AUTOPOEMA

AUTOPOEMA

O homem sentado na poltrona verde

Bebericando Vodka com laranja

Não sou eu.

Não sou o individuo gélido

De óculos negros no final da tarde

Fitando, impassível, o diacídio;

Que tem nas mãos Heidegger

Sem o menor sal.

Não serei eu o sujeito forte

Que renega paixões

Em frente à fogueira.

Não! Nunca serei o homem coxo

Arrastando sua história

Sob lamúrias.

Definitivamente não serei o higienizado

Homem na idade do através

Sobre o ouro.

Não sou o homem sentado sobre o ouro

Não sou o homem sentado

Não sou o homem

Não sou

Não

Sou.

Não posso ser o homem que calcula cada passo

Decidindo-se pela dose de furor

A jogar sobre o advir.

O homem sem surpresas

Conhecedor das respostas

Que adivinha perguntas

Ouve por educação

Sem indagações.

Não sou o homem sem perguntas!

Não posso ser essa coisa insurpresa

Que diz pensar quando prenuncia;

Que premedita a estupefação

A uma palavra de amor

Ou de um palavrão.

Esse homem sustenido na tarde clara

Não possibilita que eu o seja

Ser sem rupturas

Sem acidentes

Sem pontas

Não sou eu.

Não!
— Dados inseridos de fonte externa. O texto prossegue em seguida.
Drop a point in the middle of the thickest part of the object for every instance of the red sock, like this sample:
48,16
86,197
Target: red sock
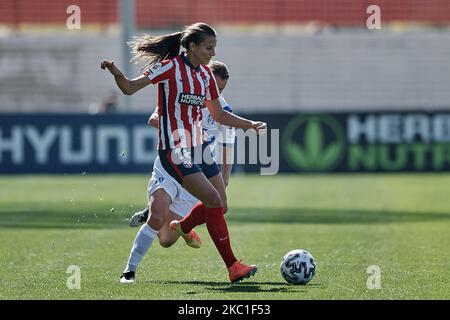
217,228
196,217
Não posso ser eu.

Essa coisa barata, emotiva

Emocionada com uma frase

Uma cena.

Esse ser todo ouvido e cego.

Serei eu essa masmorra de carne

A refutar investidas

Esclarecendo sentimentos com razão?

Essa traça que devora

Livros em sofreguidão.

Se sou eu essa massa fórmica

Que não passa despercebida

Como posso ser eu?

Como posso ser o indivíduo sem sonhos

Enfrentando estóico qualquer emoção?

Desconhecedor da palavra felicidade

Dos sentidos = coração?

Como posso ser o par de olhos pequenos

Investigando o dia

Decifrando a multidão?

Serei a expressão dura e fria

Despojada de mudanças,

Sem qualquer alteração?

Sem qualquer Deus?

Sem abismação?

Existirá o pseudo-revolucionário

Herói paramatar

Covarde para morrer

Incapaz de erguer qualquer estandarte;

Incapaz de adesão

A idéias de qualquer parte?

Serei de verdade esse soldado

Que passa pela entranha do rendido

A lâmina do sabre

E define o gemido?

Serei essa falta de resignação

Sem paciência

Pura observação

Da triste covinência?

Serei o homem solitário

Resfolegando no travesseiro

A ausência da falta

Por saber-se incapaz de entregar-se

Além do crucial momento

À presença que o ama?

Serei essa peça infalível

Que não se arrepende?

De arestas aparadas

Que renega família e camaradas?

Serei essa ausência de desejos?

Essa fria superfície convexa

Carregada por algo que não se vê?

Não sou

Este homem

Sentado no sofá

Mastigando

a

tarde.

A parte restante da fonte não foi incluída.